Monday, Feb. 02, 1953
Death of a Preacher
Preaching the word in North Korea, Pang Wha II, Presbyterian minister, felt the Communist wrath for the first time in 1945. World War II was barely ended when the Reds drove him from his little parish in Sinuiji at the Yalu. He moved southwest of Pusan. There, in 1948, a gang of South Korean Communists went after him. Hiding in his house, he listened helplessly as the rioters beat his wife for refusing to tell where he was. They beat her until her eyes grew blank, until she could remember nothing but would thenceforth sit all the day staring.
But later, a better thing happened. The World Council of Churches offered Pang a year's scholarship in the U.S. He headed for his brother's home near Suwon to tell him the wonderful news. The brother was away, and Pang settled down to wait. There, on the night of last Dec. 5, violence caught up with Pang again. As the story was pieced together later by Army investigators, a white U.S. Army lieutenant and three Negro G.I.s burst into the freezing mud-and-stick hut where Pang, his sister-in-law and her two children lay huddled on straw mats.

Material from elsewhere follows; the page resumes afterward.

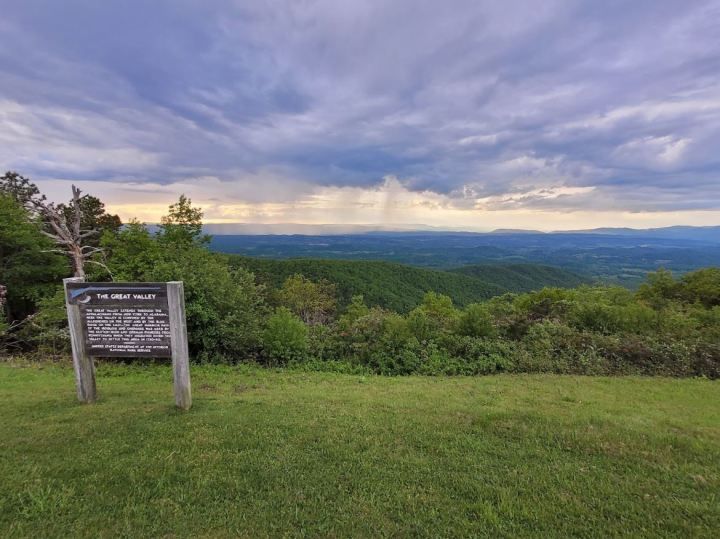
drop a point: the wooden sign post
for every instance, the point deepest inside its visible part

They announced that they were searching for stolen U.S. goods--blankets, canteens and canteen cups. Pang placed himself before the woman and children, and, in halting English, objected to the search.
The lieutenant slugged Pang with his flashlight, then pistol-whipped him with a .45. Pang slumped to the floor, senseless. Rushed by a jeep to a Marine sick bay, then by helicopter to a hospital ship, Pang Wha II died four days later without regaining consciousness.
For six weeks nothing happened. The soldiers involved were Army engineers, attached to the Air Force, building a Marine base, and Pang had died on a Navy ship. "Nobody," explained an Army officer, "can decide who should hold the court-martial." The case might have outlasted the war had not the correspondent of a small Chicago monthly, Christian Life, mailed the story. The influential Christian Century picked it up, demanded that the Army "make sure this case is not whitewashed ... and that Washington fully recognizes the seriousness of this shocking affair."
Last week the Army, bestirred to action, announced that it would try a second lieutenant for "unpremeditated murder and unlawful entry."
As for Pang's dull-eyed and incoherent widow and their four children, they huddled in a 15-by-30-ft. tent, which they shared with three others in a Pusan slum. Cardboard stuffed along the sides blocked out some of the cold, but in the middle of the room a pan of water froze quite hard. At week's end nobody from the Army had called on the family; a spokesman explained that "no administrative procedures have been drawn" to handle this sort of thing.